Other psychologists liken the experience of complete concentration and absorption that you get while painting to mindfulness practices such as meditation and yoga.
Putting neurology aside, here are 7 more ways that painting can have positive impacts on our health:
This sounds obvious enough, but what might not be obvious is that painting stimulates both the right and left side of the brain.
In painting, we use the left side of the brain to tackle rational, logical challenges – how to structure the painting, for example – while the left side of the brain is used for more creative challenges, helping the painter visualise their work before they even set up their easel.
Painting is an all-brain exercise, strengthening the mind and triggering dopamine activity in the brain. It’s basically aerobics for the brain!
Nurtures emotional growth
They say a picture tells a thousand words, and painting can be a hugely cathartic experience, allowing you to access feelings buried deep within our subconscious.
Painting can also help us deal with those feelings by giving them a physical shape, removing the anguish involved when keeping feelings hidden.
In fact, psychologists often prescribe art therapy for patients who have suffered psychological trauma: it helps release emotions in a safe, non-threatening environment.
Builds problem-solving skills
Paintings rarely turn out as expected: changes in the light, the limitations of your palette, and just plain old lack of experience and technique mean that what you start out trying to achieve will almost certainly not happen.
This has two benefits: for starters, you pretty quickly learn to deal with disappointment, and in time – often through repeated error – to realise that when one door closes, another opens. For another, you quickly learn to adapt and come up with creative solutions to the problems the painting presents.
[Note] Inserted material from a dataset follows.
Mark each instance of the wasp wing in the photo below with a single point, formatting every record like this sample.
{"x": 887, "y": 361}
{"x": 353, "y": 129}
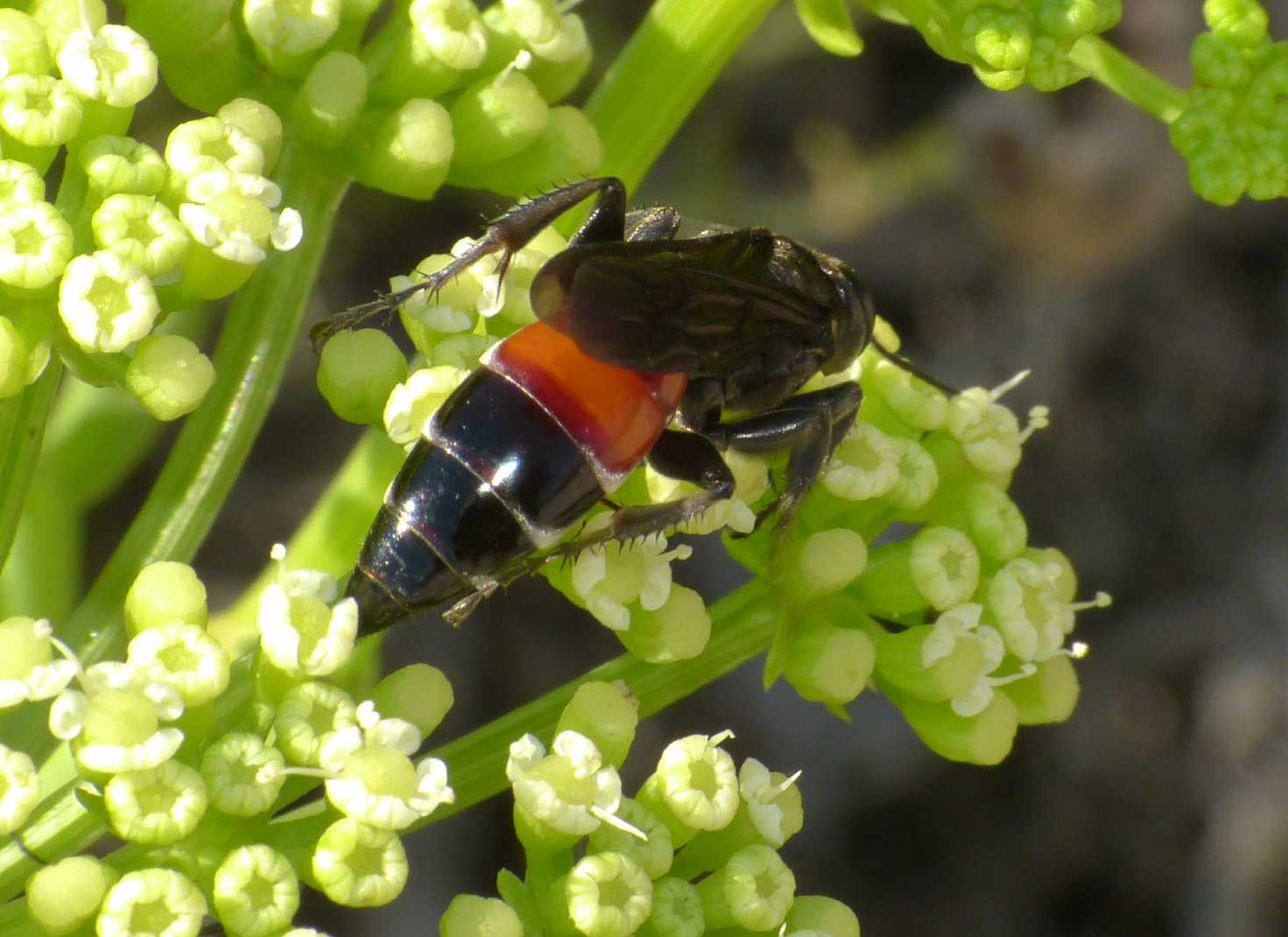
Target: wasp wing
{"x": 721, "y": 306}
Thinking outside the box becomes second nature to the painter.
Improves memory and concentration
Painting boosts memory function and sharpens the mind. Just as a runner exercises their heart, so painters exercise the parts of their brain responsible for memory and concentration.
People who regularly practice creative activities such as painting are shown to have less chance of developing Alzheimer’s and dementia.
Painters enter a world of their own, and this allows them – albeit unconsciously – to separate themselves from the stresses and strains of everyday life. No mortgage, no office politics – just colour and shade, and how on earth do I do justice to those incredible poppies and that terracotta rooftop, instead.
Painting allows us to escape our daily struggles. And it lifts us. By focusing on our painting, we achieve what art critic and philosopher, Arthur Danto, calls “transfiguration of the commonplace,” as our painting becomes imbued with meanings that go well beyond their literal worth.
In other words, your painting may not turn out like you thought it would, but somehow just by contemplating it, studying it, you feel lifted by its beauty.
It can heal
You may struggle to capture the full beauty of that hilltop town or cypress-studded skyline, but just trying can have a hugely positive impact.
Painting is incredibly meditative: it takes you out of yourself, freeing yourself from your physical limitations. Renoir and Gauguin are two famous examples of artists, who through painting’s transcendental bliss, were able to move atrophied hands, experiencing a remarkable temporary healing.
Develops communication skills
Not only does painting help you tap into your subconscious, allowing you to communicate your feelings to yourself and the outside world – it also, in simple terms, acts as an ice-breaker.
Our painting holidays are pretty social affairs, and inevitably you end up discussing each other’s art. Little wonder that many come back from our holidays not just with a portfolio of paintings, but also an address book full of new friends.